Reading between the lines it is difficult to avoid the conclusion that far too many believe that the main problem with this tragic episode was that Ebrahimi was actually “innocent” and had not taken any indecent pictures of anyone. Questions are now asked about who is to blame for the lynching of this man. Some will point the finger at those who were responsible for circulating a “baseless” rumour. Others have condemned the residents of his community for unhesitatingly assuming the worst about their neighbour. The police face serious questions for ignoring Ebrahimi’s plea for help and for arresting him while a crowd was hurling insults and vilifying him as a paedophile.

Those who murdered Ebrahimi, those who stood by and hurled insults in his direction and those officials who ignored his call for help should not bear the entire burden of responsibility for this tragedy. During the past two decades mob justice directed against alleged paedophiles has become a sad fact of life. Such reactions are the outcome of a culture of fear that continually invites the public to perceive paedophilia as a normal fact of life. That is why the News of the World’s “name and shame” campaign in 2000 against paedophilia succeeded in inciting public hysteria. This scaremongering effortlessly provoked anxious parents to form vigilante groups. It succeeded in fuelling a witch-hunt because over previous decades the public had been ceaselessly bombarded with warnings about the perils of “stranger danger” by advocacy groups and media organisations.
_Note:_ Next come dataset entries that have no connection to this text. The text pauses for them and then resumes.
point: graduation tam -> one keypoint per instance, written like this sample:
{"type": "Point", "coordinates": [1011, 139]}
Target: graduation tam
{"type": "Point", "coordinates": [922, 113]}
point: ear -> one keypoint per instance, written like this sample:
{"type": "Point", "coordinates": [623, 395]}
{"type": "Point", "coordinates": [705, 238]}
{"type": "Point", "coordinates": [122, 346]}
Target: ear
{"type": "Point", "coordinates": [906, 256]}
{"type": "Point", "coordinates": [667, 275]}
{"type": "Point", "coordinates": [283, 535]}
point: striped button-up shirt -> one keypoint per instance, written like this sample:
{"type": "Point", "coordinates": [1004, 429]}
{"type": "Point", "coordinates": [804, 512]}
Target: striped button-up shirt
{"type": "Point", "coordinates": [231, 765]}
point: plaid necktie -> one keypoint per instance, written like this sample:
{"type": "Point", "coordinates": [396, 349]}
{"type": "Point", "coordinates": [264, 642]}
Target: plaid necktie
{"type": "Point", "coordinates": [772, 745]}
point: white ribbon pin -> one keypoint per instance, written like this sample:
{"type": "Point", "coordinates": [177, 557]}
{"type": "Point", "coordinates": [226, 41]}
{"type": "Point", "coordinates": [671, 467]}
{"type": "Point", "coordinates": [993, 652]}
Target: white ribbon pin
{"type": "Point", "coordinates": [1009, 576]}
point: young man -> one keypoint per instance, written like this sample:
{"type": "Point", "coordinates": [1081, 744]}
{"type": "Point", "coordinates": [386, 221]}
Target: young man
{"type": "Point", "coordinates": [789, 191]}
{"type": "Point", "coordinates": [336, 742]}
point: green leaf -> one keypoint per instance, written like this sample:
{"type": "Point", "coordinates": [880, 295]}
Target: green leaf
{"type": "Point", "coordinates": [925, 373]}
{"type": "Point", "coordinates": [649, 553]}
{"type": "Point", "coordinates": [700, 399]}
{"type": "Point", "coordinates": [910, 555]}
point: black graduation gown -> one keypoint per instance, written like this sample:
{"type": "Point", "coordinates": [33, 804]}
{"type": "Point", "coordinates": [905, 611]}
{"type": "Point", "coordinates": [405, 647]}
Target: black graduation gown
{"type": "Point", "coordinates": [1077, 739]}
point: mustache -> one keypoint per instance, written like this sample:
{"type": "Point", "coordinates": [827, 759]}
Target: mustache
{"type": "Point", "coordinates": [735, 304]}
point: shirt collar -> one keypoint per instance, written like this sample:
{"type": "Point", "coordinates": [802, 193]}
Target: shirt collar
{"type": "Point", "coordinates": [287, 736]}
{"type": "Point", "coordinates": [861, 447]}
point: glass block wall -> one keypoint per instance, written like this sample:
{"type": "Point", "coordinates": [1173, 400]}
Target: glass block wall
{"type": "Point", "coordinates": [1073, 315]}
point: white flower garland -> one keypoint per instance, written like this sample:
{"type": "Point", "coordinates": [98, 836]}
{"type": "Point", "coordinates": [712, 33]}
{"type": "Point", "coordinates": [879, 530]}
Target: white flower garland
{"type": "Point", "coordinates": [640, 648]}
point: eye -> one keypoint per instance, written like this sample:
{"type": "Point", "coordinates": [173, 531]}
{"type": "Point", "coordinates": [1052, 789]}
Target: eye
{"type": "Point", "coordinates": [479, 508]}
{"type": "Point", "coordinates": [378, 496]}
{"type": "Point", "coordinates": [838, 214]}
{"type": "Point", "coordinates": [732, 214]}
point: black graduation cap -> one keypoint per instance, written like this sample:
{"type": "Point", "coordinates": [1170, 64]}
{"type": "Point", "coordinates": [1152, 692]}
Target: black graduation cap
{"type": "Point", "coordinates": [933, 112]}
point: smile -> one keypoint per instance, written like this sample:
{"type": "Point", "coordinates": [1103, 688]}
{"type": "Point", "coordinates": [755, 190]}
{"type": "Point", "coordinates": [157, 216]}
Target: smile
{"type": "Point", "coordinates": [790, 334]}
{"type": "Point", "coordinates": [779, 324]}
In a world where there is little consensus about moral issues touching on what is right and wrong, the paedophile possesses the standalone status of the personification of malevolence. That is why moral and cultural entrepreneurs invest so many resources in crusades against this threat. No one can ignore a claim to act in defence of the child. But their narrative invites us to regard all strangers – particularly men – as potential child molesters. In this way the unthinkable mutates into an omnipresent threat that preys on our imagination.

In effect the principal outcome of the advocacy of stranger danger is the normalisation of paedophilia. Once the stranger becomes a legitimate target of suspicion can the lynch mob be far behind?

Frank Furedi is a sociologist and author of  ‘Moral Crusades in an Age of Mistrust: The Jimmy Savile Scandal’, published by Palgrave Pivot.